Secretary for Tourism, Isaac Katopola, said this in an interview after opening training for trainers’ session at Nkopola in Mangochi.
He said the programme has been designed to capacitate indigenous SMEs who he said are failing to compete with companies owned by foreigners.
Katopola said the department of tourism noted that most local SMEs in the tourism sector were failing to provide services that can help increase chances of retaining tourists.
“As such, we want to make sure that the SMEs such as the taxi operators, restaurant owners, art galleries, lodge owners, tour operators and other small tourism enterprises are aware that their businesses are not only for profits, but to support the government as well,” he said.
Katopola said currently, about 65 percent of over 1,500 units available in the country do not have the capacity to offer professional services to tourists as compared to some foreign national operating companies in the country.

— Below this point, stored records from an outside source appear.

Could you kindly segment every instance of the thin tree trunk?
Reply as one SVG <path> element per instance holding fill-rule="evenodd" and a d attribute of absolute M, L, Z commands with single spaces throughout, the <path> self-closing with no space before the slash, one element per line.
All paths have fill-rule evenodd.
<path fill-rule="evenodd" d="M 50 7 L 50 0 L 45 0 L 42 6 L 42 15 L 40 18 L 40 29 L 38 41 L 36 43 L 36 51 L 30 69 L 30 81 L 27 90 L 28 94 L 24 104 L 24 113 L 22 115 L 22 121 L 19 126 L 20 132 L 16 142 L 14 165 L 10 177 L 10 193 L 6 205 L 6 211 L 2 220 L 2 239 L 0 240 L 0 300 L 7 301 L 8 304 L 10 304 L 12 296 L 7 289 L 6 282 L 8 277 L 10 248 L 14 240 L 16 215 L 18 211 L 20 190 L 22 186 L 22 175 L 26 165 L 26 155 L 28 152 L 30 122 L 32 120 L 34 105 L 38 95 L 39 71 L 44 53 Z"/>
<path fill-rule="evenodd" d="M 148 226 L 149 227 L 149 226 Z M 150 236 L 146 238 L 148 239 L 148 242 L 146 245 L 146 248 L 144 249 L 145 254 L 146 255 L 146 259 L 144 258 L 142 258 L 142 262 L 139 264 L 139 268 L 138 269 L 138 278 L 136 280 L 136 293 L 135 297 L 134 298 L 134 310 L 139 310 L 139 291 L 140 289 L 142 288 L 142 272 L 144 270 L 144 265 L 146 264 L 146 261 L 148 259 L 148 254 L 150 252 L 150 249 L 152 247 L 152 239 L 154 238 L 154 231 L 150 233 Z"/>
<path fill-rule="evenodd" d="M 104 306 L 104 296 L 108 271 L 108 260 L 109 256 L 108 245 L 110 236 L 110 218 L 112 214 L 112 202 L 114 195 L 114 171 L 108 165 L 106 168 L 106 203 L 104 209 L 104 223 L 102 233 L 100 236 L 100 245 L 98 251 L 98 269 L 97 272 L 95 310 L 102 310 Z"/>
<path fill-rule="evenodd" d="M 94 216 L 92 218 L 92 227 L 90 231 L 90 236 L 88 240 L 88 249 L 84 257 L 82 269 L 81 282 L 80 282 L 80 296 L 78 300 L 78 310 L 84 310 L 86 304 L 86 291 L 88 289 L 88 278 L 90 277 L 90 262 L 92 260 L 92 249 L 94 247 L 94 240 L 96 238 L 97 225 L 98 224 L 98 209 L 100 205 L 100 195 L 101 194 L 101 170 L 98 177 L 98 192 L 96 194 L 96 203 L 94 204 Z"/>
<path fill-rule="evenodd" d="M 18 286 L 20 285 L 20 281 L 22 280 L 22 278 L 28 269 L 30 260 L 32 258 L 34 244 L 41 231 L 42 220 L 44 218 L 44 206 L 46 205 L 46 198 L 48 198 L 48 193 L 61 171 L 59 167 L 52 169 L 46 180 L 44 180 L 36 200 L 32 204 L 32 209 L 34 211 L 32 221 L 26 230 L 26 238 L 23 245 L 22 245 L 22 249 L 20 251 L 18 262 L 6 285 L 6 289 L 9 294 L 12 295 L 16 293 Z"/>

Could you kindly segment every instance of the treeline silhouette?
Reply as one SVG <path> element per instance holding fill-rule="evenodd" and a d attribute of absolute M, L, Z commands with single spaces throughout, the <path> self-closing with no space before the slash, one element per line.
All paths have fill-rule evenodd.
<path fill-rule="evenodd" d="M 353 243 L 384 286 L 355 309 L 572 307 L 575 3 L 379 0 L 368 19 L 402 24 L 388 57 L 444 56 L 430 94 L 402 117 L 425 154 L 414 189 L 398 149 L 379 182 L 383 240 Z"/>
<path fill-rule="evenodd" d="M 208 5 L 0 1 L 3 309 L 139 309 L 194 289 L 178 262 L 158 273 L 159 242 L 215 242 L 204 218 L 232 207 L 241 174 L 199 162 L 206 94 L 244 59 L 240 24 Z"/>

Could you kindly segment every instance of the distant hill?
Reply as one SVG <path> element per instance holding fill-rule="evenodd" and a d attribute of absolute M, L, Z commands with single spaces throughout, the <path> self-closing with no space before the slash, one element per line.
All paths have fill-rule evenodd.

“This is sad considering that the government has prioritised the tourism sector to help in improving the country’s Gross Domestic Product. It is therefore important that the capacity building exercise be taken seriously to improve the status quo,” he said.
Globally, the tourism sector provides 10 percent of jobs. While in Malawi, the sector comes third on the list of major contributors to the National Gross Domestic Product.
Deputy Team Leader for Centre for Development Management Consulting, Peter Jere, said the training is targeting 500 SMEs across the country.
“The training has been designed to make sure the local SMEs become more competitive and offer services which will attract customers. Tourism is a skills-based sector such that only service providers with up to date skills can compete and help in developing the sector,” he said.